The issue of Dimona, and whether Israel was in a position to ask for new American security benefits in return for Eshkol's reply, was central throughout this consultation but it was discussed most explicitly in pages 15-25. In page 19 Eshkol was wondering aloud about the line Israel should take about the matter of Dimona. Eshkol understood that without putting Dimona on the table as a security asset Israel deprives itself in its security dialogue with the United States. Evidently, Eshkol was not fully reconciled with the strategy that forced him to be less than honest with the president of the United States. Eshkol still considered ways in which Dimona security value would be acknowledged.
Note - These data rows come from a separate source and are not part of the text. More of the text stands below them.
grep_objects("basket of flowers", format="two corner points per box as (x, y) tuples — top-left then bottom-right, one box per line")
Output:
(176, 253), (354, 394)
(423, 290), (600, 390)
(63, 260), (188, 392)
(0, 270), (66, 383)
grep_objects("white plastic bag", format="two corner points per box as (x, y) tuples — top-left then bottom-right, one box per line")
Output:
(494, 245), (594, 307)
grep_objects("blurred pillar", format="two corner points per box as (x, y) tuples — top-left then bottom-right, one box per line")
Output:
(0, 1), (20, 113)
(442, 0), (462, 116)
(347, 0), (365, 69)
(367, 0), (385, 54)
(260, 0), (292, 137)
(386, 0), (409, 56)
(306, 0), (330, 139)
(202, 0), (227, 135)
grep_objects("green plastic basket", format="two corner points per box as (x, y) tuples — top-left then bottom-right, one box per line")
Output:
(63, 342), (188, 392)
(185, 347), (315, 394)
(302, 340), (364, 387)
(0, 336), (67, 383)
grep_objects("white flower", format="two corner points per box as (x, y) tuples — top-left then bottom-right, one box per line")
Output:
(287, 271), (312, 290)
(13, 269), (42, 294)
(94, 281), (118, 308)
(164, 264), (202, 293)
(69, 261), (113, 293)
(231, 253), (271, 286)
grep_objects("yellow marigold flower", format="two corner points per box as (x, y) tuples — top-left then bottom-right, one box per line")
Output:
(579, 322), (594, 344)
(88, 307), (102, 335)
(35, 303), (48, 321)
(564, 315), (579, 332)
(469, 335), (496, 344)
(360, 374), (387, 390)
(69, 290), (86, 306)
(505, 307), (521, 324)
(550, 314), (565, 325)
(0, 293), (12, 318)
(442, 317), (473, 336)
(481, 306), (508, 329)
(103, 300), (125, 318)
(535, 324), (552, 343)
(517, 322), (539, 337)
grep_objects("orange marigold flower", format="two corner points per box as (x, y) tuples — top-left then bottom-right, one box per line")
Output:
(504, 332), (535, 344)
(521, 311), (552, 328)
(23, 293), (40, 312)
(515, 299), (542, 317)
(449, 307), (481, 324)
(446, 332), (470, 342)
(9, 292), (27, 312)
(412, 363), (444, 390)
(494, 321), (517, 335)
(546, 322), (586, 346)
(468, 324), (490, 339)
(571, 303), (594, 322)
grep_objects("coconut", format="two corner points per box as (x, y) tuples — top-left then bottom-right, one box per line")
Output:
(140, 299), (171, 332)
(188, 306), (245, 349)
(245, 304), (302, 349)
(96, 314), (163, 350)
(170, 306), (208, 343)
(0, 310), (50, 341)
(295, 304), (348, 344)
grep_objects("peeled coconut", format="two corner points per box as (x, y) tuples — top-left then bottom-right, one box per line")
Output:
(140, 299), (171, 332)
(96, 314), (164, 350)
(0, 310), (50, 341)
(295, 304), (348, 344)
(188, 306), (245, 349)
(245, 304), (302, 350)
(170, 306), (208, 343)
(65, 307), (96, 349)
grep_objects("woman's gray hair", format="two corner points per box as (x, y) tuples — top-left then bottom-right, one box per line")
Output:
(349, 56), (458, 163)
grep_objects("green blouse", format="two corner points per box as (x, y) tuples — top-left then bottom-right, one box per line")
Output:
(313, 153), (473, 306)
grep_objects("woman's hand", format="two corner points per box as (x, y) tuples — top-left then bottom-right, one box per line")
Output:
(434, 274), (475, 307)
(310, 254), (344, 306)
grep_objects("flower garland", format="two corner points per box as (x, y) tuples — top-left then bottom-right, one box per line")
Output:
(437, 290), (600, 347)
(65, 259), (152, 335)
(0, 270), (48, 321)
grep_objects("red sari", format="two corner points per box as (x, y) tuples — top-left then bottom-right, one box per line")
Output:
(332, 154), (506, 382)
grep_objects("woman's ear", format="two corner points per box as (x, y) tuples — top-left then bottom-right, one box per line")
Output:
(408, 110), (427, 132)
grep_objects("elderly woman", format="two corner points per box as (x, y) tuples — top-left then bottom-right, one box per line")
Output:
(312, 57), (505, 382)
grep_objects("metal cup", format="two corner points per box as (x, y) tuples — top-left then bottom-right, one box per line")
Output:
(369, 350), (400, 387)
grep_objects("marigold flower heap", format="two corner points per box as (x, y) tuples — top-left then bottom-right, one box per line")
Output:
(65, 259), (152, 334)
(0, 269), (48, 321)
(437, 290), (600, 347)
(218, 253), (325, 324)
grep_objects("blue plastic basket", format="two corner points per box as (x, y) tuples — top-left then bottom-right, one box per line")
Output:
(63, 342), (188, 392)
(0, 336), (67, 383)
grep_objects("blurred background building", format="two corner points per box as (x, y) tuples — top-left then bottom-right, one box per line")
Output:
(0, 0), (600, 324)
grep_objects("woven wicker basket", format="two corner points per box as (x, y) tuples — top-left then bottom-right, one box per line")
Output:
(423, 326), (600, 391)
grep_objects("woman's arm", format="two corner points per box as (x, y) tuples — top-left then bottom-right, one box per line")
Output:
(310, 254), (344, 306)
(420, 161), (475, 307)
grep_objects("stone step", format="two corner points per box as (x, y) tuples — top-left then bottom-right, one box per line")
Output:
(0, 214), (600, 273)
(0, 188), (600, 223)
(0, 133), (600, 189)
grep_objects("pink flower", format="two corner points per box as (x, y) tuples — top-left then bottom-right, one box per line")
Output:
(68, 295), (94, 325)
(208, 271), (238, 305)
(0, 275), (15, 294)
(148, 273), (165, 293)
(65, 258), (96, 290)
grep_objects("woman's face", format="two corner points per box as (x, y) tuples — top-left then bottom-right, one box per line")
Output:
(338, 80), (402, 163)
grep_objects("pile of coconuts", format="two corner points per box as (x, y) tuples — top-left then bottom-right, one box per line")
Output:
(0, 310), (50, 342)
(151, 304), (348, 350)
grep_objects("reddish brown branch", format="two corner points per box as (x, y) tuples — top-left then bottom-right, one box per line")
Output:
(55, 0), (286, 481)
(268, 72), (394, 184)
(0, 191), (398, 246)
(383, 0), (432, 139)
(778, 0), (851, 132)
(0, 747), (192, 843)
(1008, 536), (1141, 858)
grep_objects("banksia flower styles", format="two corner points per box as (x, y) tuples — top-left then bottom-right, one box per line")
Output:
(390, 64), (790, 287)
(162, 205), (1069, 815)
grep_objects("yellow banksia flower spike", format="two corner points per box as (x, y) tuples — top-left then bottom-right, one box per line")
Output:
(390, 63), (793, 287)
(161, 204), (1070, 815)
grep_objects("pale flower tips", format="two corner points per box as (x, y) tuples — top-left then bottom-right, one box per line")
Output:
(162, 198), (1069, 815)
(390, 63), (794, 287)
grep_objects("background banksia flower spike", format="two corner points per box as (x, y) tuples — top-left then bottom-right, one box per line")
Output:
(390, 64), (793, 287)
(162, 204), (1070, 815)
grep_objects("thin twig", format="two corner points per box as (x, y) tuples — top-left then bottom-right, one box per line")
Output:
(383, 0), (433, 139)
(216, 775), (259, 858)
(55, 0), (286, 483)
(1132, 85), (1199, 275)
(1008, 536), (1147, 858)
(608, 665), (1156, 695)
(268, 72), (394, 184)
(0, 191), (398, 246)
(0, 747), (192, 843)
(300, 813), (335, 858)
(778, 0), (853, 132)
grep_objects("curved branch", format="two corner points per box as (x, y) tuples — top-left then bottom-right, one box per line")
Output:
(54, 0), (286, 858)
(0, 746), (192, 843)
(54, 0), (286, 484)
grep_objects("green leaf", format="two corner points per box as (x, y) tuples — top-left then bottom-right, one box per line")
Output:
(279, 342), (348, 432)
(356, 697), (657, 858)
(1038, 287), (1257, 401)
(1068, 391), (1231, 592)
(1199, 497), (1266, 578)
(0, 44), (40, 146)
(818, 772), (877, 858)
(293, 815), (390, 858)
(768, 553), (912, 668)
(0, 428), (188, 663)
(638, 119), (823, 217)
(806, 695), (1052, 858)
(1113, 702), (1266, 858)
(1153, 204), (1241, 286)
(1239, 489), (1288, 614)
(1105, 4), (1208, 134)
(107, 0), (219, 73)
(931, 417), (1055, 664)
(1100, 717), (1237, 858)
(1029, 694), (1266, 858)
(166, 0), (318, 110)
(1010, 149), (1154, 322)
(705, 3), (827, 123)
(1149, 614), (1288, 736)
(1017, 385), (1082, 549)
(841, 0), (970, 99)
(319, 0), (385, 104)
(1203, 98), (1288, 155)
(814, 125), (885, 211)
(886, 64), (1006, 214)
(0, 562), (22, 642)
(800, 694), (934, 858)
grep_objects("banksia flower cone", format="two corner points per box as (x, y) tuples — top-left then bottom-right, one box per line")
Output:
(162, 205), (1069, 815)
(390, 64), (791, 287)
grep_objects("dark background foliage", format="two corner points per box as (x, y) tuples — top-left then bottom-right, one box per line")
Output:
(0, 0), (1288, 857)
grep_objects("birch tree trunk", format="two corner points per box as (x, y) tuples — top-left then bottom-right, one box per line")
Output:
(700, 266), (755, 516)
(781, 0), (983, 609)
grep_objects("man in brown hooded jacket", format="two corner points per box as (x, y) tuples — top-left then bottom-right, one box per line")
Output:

Eshkol appeared to consider Foreign Minister Meir's approach (to tell the truth and explain why) but apparently he was not clear about how it could be presented and what risks it might involve. He was even ready to entertain the notion of telling the United States that Israel had a separation plant and was ready to sit tight with a nuclear weapon option without actually materializing it, while the United States would provide Israel with other forms of deterrence. So Eshkol expressed this line of thought in the following way:

"Maybe we should start by saying that we have a separation plant, we have it, we may not do anything with it, for a period of half year, two years, three years, and in the meantime give us [Kennedy] another form of deterrence." (page 19)

Other participants in the consultation, in particular Agriculture Minister Moshe Dayan and Chief of Staff General Zvi Zur were uncomfortable with the idea of using Dimona as a leverage or bargaining card for American security assurances. So Dayan responded:

"I'd rather we would not talk about 'what instead of' Dimona,"

to which Eshkol replied:

"blessed the believer." (page 19)

Eshkol then expressed his own fears that the Americans would discover the Israeli tricks in concealing the truth about Dimona. Talking candidly he said:

"What I am afraid of? His [Kennedy's] man will come and will be told that he can visit anywhere, but when he go to open something, then Pratt [Dimona director] will tell him, this is not."